Design and Synthesis of New PEGylated Polydopamine-Based Nanoconstructs Bearing ROS-Responsive Linkers and a Photosensitizer for Bimodal Photothermal and Photodynamic Therapies against Cancer.

Abstract

Polydopamine (PDA) nanoparticles (NPs) have recently acquired considerable attention for the development of nanoplatforms with multifunctional properties including photothermal (PTT) and photodynamic (PDT) activities. In addition to their high PTT performance, they can be easily conjugated to different types of photosensitizers (PSs) to acquire PDT activity. However, because of PDA free-radical scavenging properties, grafting the PSs directly to PDA surfaces may lead to an inefficient PDT outcome.
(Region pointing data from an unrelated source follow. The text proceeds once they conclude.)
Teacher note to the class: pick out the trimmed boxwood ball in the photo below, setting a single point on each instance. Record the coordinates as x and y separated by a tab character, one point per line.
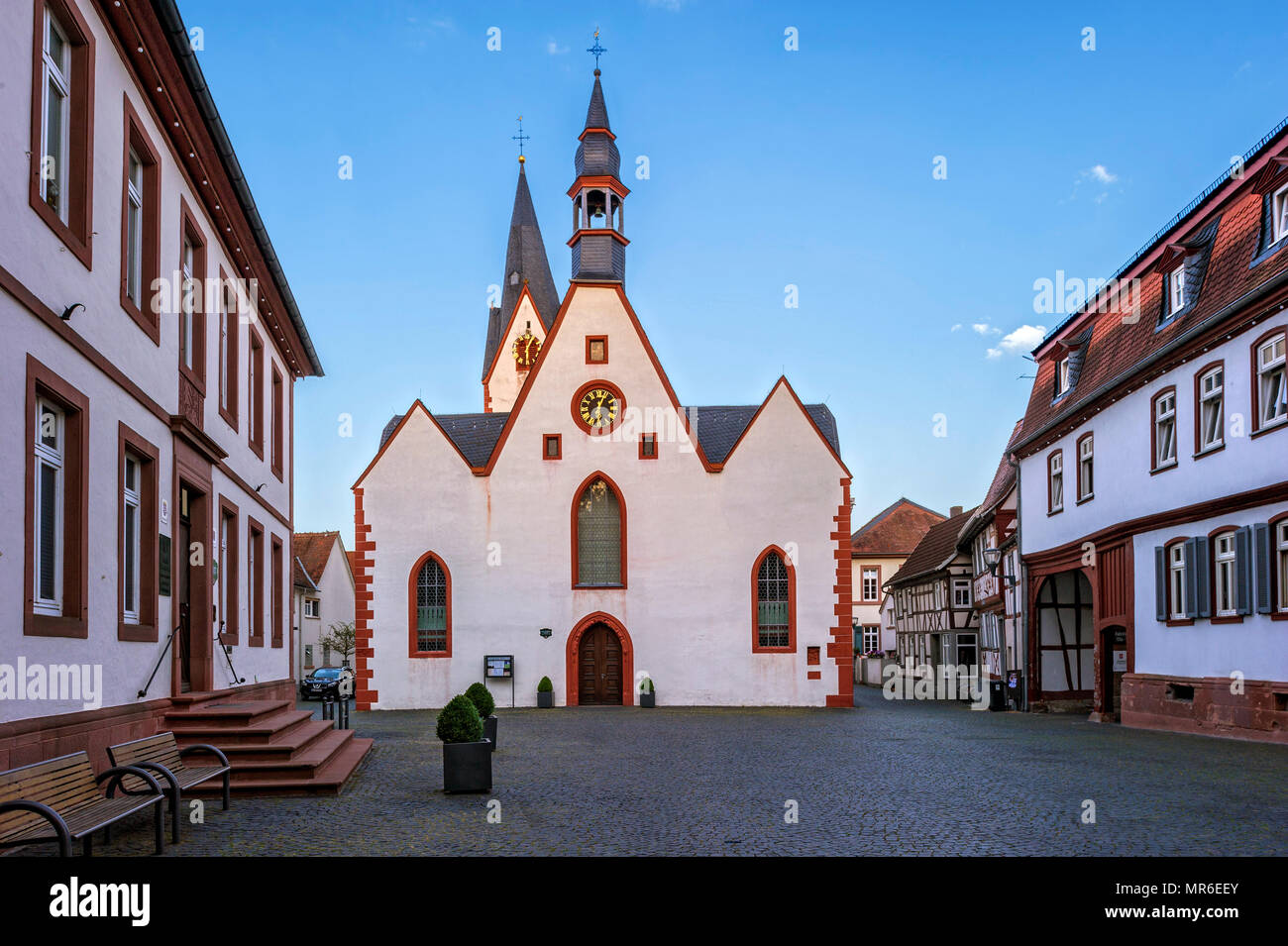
460	722
482	699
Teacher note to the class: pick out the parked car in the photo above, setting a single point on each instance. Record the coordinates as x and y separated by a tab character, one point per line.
327	681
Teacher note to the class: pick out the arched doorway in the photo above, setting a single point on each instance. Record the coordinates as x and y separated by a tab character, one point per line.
600	663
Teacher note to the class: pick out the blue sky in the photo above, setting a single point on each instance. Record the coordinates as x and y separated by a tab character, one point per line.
768	167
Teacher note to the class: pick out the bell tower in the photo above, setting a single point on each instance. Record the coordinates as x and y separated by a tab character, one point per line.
597	194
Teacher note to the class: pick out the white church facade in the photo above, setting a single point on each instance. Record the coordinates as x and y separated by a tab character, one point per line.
590	527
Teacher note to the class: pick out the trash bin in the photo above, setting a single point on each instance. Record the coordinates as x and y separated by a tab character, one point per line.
997	695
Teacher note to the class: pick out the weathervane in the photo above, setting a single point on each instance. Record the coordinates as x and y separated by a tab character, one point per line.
596	51
520	138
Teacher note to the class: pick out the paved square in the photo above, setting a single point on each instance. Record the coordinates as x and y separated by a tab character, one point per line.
885	779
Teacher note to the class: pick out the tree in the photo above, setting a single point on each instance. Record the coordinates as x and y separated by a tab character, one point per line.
342	639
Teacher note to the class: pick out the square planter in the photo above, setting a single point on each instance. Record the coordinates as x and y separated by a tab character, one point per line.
468	766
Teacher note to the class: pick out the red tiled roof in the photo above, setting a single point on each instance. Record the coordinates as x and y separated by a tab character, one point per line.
894	530
936	546
1117	347
310	550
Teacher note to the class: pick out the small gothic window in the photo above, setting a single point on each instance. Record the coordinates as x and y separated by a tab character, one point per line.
773	602
599	536
432	607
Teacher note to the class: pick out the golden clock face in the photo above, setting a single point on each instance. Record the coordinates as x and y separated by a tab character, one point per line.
597	408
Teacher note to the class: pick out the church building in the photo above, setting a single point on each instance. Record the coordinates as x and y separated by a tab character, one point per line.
585	525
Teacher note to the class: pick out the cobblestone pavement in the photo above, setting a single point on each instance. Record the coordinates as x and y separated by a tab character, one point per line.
885	779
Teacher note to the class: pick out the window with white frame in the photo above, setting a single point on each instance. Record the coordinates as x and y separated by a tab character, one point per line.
134	231
1225	571
1061	376
1176	577
1211	408
51	454
870	583
132	491
1164	430
187	305
1176	288
55	117
1279	206
1271	394
1086	468
1056	481
1282	555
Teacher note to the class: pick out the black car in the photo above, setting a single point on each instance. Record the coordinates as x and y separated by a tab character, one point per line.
327	681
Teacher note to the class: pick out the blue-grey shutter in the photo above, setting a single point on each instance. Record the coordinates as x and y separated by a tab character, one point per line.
1243	571
1159	583
1197	562
1261	541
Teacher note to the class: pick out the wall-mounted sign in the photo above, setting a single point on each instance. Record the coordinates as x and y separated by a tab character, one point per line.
498	666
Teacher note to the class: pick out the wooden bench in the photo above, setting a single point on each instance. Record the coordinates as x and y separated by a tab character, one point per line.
60	800
161	755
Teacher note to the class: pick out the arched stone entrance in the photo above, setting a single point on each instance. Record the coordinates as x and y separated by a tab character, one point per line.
600	663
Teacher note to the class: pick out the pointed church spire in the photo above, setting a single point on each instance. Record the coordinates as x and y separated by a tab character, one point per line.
597	242
526	263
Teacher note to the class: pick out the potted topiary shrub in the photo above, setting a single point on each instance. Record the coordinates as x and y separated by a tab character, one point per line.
482	699
467	755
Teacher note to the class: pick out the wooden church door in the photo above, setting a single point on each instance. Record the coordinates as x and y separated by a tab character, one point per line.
600	657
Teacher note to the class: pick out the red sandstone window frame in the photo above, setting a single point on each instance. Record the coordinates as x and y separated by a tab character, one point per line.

Thus, the present work aims at synthesizing and characterizing a new PEGylated PDA-based nanoplatform with bifunctional PTT and PDT properties, which allows bimodal cancer therapy with the possibility to release the PS on demand in a spatiotemporal fashion. To do so, PDA NPs with a well-defined size and shape were prepared by the auto-oxidative self-polymerization process of dopamine hydrochloride in mild alkaline solution. The impact of the size on the PTT conversion efficiency was then determined. This allowed us to choose the optimal PDA NP size for PTT applications. Next, PDA NPs were decorated with SH-PEG polymers that bear at their extremity a thioketal reactive oxygen species-cleavable linker coupled to trisulfonated-tetraphenylporphyrin (TPPS3) chosen as a hydrophilic PS. The grafting efficiency of PS-conjugated PEG on PDA was demonstrated in situ using a quartz crystal microbalance with dissipation monitoring. In addition, the photoinduced release of the PS was demonstrated by 1H NMR. Finally, PTT/PDT bimodal therapy was assessed in vitro on human squamous esophageal cells by illuminating the PDA NPs at two different wavelengths, which showed the strong synergistic effect of combining PTT and PDT within this nanoplatform.